WR: What was your inspiration for the talent show?

YMY: I didn’t even know I was going to audition until the day before the audition. I started praying about it, and I was like “Why not? That’s what I do all the time for fun.” I play for people’s joy; I love when people get happy when I play. As I was praying, I went to the conservatory, sat in front of the piano and started praying. I wanted to start with classical, but I knew it was going to be on family weekend, so I wanted to put some different stuff — old songs, pop songs, Disney songs, so when people hear it, everyone in the audience can recognize or like, despite their age and gender. I was asking God, “How are these people going to react? What will they feel?” I couldn’t have done this last year. God has taught me a lot compositionally — it’s not just putting random music together. I did the audition and they loved it, and I was like, “Wow! Praise God!”

WR: Where do you draw your inspiration from?

YMY: I want to live my life as if there’s no tomorrow. When I look at God, there’s no measurement between us. Often times, we try so hard to impress God through what we’re doing — because it sounds good to us, we expect it to sound good to God, as well. But I realized that everything that I do is going to look silly to God. God is the one who made music itself. Who are we to try to please God? We get so discouraged thinking we disgraced God, but everything that we play already is a mess to God, and it makes no sense. People say, “All the glory to God,” but still get discouraged by their own performances. I feel like people don’t see their heart — they focus so much more on what they hear and what they see. I am the kind of person who believes that when, even if I play one key on the piano, the Holy Spirit can work through that note and people can be changed. I know that what I did for the talent show might have looked really impressive, but I don’t care how people see that. Why does it matter what other people see of my performance when I claim that I’m doing it from God? The talent show, for me, was a great reminder that I can feel this way. The way that I’m feeling, I know it’s not me, but it’s God working in my life. It was a great reminder that God told me, that as long as I keep this art, he is going to bring more and more into my life. We often ask God for more and more when we can’t even handle this one gift that God has given us. God reminded me that as long as I can keep this art and take care of this keyboard, make the most beautiful music — as long as I’m trying to please only God, he will bring me a much bigger stage in my life, and I’ll be ready.
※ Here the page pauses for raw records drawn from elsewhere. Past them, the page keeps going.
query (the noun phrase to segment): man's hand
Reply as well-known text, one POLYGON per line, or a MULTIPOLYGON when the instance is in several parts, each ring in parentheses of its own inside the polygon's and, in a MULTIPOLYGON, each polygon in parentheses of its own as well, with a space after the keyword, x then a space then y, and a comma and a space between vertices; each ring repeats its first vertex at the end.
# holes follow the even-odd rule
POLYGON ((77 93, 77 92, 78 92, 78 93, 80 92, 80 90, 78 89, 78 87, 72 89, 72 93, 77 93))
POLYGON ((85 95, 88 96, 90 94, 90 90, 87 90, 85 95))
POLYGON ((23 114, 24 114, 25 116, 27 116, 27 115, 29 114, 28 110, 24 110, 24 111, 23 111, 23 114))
WR: Do you have any hopes and dreams for the future?

YMY: My vision in my life right now, I tell this to everyone, and I’m not ashamed to say it: The only reason why I do music is to help God be more famous. Music, I feel like, can touch so many people and break the wall down. There’s not as much of a boundary — everywhere you go, you hear music. Everyone appreciates it. I just know that I have a gift in music, and that is the easiest way for me to approach people and to be able to open up and share my heart for God. I don’t care what I end up doing; the thing that I feel God is calling me to do is — I’m a composer, so I’ll be composing a lot, and I’ll be in the states after I graduate; I’m not pursuing grad school. I want to be able to travel around a lot and be able to share the music. I want to bring everything together, rather than focusing on just one thing.